Not only is it fun exploring, it could save you money. That’s another great thing about Asian stores, they have very affordable prices. One bag of gluten free noodles ranges from .99 cents to just $2.89. I found my usually tapioca starch and potato starch for just 89 cents a bag. It’s fun looking at affordable new foods to experiment with. The only problem is, I can’t read the most of the product names. (I might be Asian but that doesn’t mean I can read or speak any of the Asian languages.) 😉 I only buy brands that have minimal ingredients and list them in English. I mainly buy noodles, flours, rice and fresh vegetables. I used to spend time studying the sauce aisle but soy and fish are practically in every sauce. The produce section I save for last, which never leaves me without wonder. There are rows and rows of lush green vegetables that I can’t identity. Some are labeled in English but that doesn’t help. I’ve never heard of or seen most of these vegetables. I have no idea what the purpose of each would be used for. I’ve figured out the top row must be herbs that include fresh mint, varieties of basil, and so many other fragrant greens. There are buckets filled with some type of root (lotus?) that looks similar to a tan carrot with holes through the center like swiss cheese. I really need to take some pictures the next time I go.
- 8 oz cream cheese
- 1tsp garlic powder
- 1 1/2 cups frozen spinach
- 1/4 tsp salt (optional)
- 8-10 mini eggplants
- 1 jar favorite tomato spaghetti sauce
- Preheat oven to 350.
- Thaw frozen spinach in the microwave. Wring out excess water with a kitchen towel.

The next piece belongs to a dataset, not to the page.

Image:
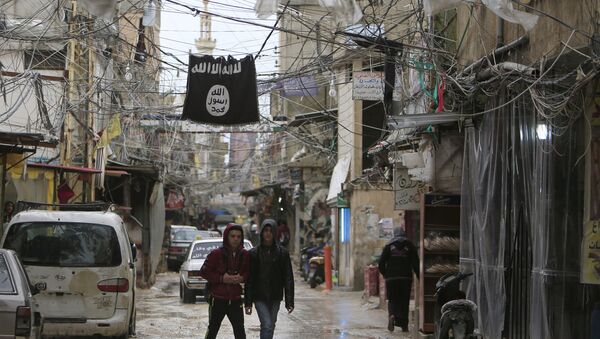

- Combine cream cheese, garlic powder, salt with spinach. Mix well and set aside.
- Wash eggplants well, especially around the stem areas if leaving intact.
- Slice into quarters 2/3 of the way toward the stem. Any further and you’ll risk the eggplant ripping when filling.
- Fill each eggplant with about 2-3 tablespoons of filling.
- Pour tomato sauce into an 8×8 or 13×9 pan (all depends on how many eggplants and the size to make them fit). Arrange eggplants to fit and cover with foil.
- Bake at 350 for 20-35 minutes or until soft.